By 1971, he was again playing senior hockey in Ontario as the
playing coach of the Barrie Flyers. He led them to four Allan
Cup finals in five seasons - losing to Spokane in 1972 and 1976,
and to Thunder Bay, Ontario, in 1975. The Flyers took the senior
championship by knocking off the Cranbrook (B.C.) Royals in 1974.
In 1973, his old team, the Rochester Americans, asked him to
return for a single game to fill a hole on defence. Mr.
SLY responded
by playing perhaps the greatest game of his career, scoring a
goal and adding two assists in a 3-3 tie.
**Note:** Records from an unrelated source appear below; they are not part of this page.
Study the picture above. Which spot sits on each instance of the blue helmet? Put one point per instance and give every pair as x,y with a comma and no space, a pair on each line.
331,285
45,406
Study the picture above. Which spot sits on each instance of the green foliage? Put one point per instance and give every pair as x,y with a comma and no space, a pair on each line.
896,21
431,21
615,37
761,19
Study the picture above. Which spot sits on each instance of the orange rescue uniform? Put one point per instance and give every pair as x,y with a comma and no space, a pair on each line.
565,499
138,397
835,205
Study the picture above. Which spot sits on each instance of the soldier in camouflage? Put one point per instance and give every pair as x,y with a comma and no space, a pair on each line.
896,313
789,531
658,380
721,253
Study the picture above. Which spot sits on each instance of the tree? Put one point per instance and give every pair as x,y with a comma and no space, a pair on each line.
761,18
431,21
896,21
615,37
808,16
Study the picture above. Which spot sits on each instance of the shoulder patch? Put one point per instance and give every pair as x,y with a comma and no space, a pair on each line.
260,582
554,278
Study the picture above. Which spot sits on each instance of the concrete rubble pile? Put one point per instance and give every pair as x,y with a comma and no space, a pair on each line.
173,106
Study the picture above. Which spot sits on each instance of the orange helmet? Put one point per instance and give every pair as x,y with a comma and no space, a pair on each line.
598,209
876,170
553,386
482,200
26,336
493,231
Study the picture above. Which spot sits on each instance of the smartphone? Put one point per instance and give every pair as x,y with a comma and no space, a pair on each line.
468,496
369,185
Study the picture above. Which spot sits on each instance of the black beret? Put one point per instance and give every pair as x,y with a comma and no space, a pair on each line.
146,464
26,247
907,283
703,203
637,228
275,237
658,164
After hanging up his skates at 39, Mr.
SLY took up the coaching
reins of the amateur Collingwood Shipbuilders, winning an intermediate-A
title in 1983 and a senior-A title in 1987.
Mr. SLY was prominent in his hometown as a real-estate developer
and owner of the Blue Mountain Chrysler automobile dealership.
He was inducted into the Collingwood Sports Hall of Fame in 1980 and
was an inaugural member of the Amerks Hall of Fame in 1986.
Mr. SLY once told The Globe's Nora McCabe that he enjoyed coaching
unpaid players who, like him, simply loved hockey. "Some guys
drink and some guys take dope to get high," he said. "Amateur
hockey players get high by winning."
Darryl SLY was born April 3, 1939, in Collingwood, Ontario He
died of cancer August 28, 2007, in Collingwood. He was 68. He
leaves his wife, Sylvia
(McCLURE,) a daughter, two sons, five
grandchildren and two brothers. He was predeceased by two brothers.